とりあえず、さっきから気になっている事について尋ねてみる。
「ねえ、こなた。きゅ、救急車が来てるみたいだけど?」
「うん・・・そうなんだよ。実はさ、ちょっと今、大変な事になっててさ・・・」
大変なこと?やはり、あの人が・・・。
「まぁ、救急車はもう必要ないんだけど・・・。かがみ、落ち着いて聞いてね?」
救急車が必要ない?それってまさか、あの人はもう・・・!?
最悪の考えが頭をよぎる。
「・・・さっき、ゆーちゃんが帰ってきて見つけちゃったんだよね。ゆーちゃん、ショックを受けて倒れちゃって・・・」
「な、何を!?」
「えっ?かがみも見たんじゃないの?てっきり、それで出て行ったのかと・・・」
「わ、私のことはいいから!ゆたかちゃんは、何を見つけたの!?」
「あ、うん・・・こたつの中でさ、ゆい姉さんが死んd」
聞きたくない単語が出てきた瞬間、思わず携帯を切ってしまった。
詳しい原因はわからないが、状況から察するに、どうやら私が殴ったあの人は死んでしまったようだ。
ゆーちゃんが倒れてしまうほどショックを受けるのも当然だ。帰ってきたら、姉が死んでいたのだから。
やはりあの時、あの人は最期の力で私に助けを求めてきたのではないか。
それなのに私は、救いの手を差し伸べるどころかとどめをさしてしまった。
「・・・ごめん・・・ごめんなさい・・・さよなら、こなた」
再びこなたからの電話を着信して鳴りはじめた携帯は、私の手をすりぬけて地面に落ちる。

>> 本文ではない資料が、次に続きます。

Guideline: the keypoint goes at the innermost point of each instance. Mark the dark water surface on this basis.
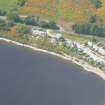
(34, 78)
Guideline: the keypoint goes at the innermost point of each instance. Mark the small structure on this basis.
(39, 32)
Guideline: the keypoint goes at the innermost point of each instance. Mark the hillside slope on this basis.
(71, 10)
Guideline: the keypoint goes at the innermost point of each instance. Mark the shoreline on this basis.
(85, 65)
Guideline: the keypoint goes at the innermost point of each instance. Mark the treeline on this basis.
(93, 27)
(2, 12)
(90, 29)
(32, 20)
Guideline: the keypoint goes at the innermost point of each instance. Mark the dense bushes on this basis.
(90, 29)
(97, 3)
(2, 12)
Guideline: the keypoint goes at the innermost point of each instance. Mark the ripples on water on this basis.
(34, 78)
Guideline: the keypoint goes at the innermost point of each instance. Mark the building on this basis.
(39, 32)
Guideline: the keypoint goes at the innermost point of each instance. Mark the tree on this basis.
(21, 2)
(2, 12)
(97, 3)
(23, 30)
(31, 20)
(13, 17)
(93, 19)
(53, 25)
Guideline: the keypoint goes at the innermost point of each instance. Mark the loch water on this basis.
(34, 78)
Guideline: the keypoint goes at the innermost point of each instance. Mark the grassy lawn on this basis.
(7, 4)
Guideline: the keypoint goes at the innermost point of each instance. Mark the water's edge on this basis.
(85, 66)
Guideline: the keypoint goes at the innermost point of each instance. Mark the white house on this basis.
(39, 32)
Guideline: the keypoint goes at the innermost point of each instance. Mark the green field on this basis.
(7, 4)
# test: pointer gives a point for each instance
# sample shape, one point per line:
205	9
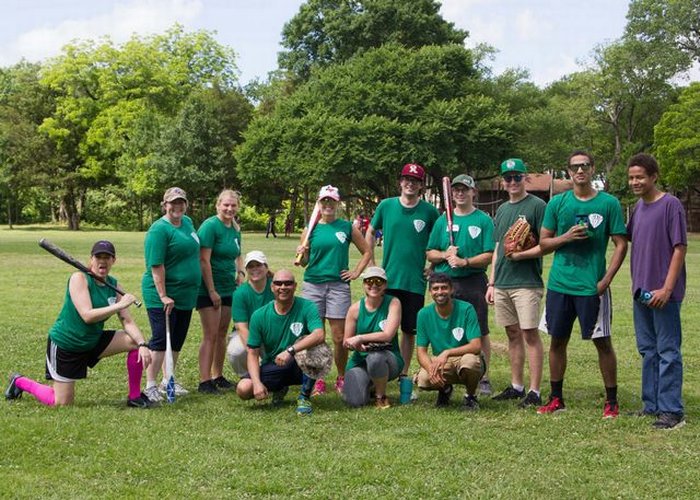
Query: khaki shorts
518	306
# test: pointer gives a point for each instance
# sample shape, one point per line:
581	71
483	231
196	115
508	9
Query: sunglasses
284	282
513	178
374	282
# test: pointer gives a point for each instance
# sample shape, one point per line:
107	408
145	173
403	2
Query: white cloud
126	18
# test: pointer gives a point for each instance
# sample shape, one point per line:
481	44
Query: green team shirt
406	232
274	332
459	329
70	332
177	248
473	235
370	322
522	273
329	246
225	244
246	301
579	265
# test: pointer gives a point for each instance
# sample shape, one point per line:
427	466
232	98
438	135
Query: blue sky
549	38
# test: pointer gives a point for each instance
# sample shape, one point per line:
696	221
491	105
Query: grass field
215	447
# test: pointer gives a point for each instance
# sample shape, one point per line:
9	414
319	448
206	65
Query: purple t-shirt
655	229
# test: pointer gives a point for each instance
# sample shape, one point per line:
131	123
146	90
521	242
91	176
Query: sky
549	38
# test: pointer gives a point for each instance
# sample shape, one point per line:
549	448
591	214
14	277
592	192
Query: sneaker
485	387
611	409
444	395
304	406
339	384
382	403
223	383
668	421
532	399
153	394
143	402
319	388
509	393
12	391
554	405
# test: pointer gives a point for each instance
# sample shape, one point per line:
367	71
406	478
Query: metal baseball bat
68	259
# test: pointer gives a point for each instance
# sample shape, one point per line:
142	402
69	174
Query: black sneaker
668	421
12	391
141	402
532	399
444	395
223	383
509	393
469	403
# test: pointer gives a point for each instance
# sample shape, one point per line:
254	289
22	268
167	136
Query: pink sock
43	393
134	367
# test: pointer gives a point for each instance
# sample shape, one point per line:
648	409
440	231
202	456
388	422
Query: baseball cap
175	193
329	192
413	170
374	272
255	256
513	165
465	180
103	246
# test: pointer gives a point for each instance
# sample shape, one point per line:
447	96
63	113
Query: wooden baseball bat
68	259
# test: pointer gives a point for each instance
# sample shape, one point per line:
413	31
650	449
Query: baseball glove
519	237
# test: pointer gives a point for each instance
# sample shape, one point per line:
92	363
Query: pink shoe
319	388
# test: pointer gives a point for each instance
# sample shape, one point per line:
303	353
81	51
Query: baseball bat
58	252
447	196
315	216
169	376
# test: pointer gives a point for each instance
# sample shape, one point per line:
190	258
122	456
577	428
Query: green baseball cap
513	165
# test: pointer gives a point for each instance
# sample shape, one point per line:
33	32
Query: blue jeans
658	334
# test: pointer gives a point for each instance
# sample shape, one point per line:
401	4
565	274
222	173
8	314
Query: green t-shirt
177	248
246	301
522	273
70	332
274	332
370	322
328	251
473	235
461	327
406	232
225	244
579	265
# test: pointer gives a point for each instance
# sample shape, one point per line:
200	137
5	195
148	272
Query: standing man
577	226
451	328
515	285
406	222
278	330
658	222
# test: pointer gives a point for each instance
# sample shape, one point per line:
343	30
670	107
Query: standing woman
327	277
170	283
222	269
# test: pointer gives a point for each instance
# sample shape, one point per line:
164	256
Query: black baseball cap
103	246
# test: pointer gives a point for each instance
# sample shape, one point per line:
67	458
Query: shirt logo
296	328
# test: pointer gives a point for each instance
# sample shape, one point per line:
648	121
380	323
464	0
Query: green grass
220	447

そして私は、今の自分にふさわしい場所へと向かって、ふらふらと歩みを進めた。
☆
「こたつの中でさ、ゆい姉さんが死んだふりをし・・・って、あれ?もしもし?もしもーし?」
その後、何回電話してもかがみは出てくれなかった。
あまりの事態に呆れちゃったのかな?
ゆい姉さんの悪ふざけのせいで、ゆーちゃんは倒れるは、救急車は来るは・・・。
かがみが出て行ったのもゆい姉さんが原因なんだろうなぁ。
かがみ、やっぱ怒ってるのかな。
もしかして、これ以上関わりあいたくないとか思われてないよねぇ?
「ゆいちゃん、やっていい冗談と悪い冗談があってだね・・・」
「ごめんなさい」
居間ではお父さんがゆい姉さんを説教している。
「ほんとにびっくりしたんだからね!もう!」
「反省してます」
ゆーちゃんもご立腹だ。びっくりし過ぎて気絶までしてしまったのだから当然だ。
ちなみに、救急車を呼んだのはゆい姉さんだった。
ゆーちゃんの悲鳴で目を覚ました姉さんは、目の前でゆーちゃんが泡を吹いて倒れているのを見つけた。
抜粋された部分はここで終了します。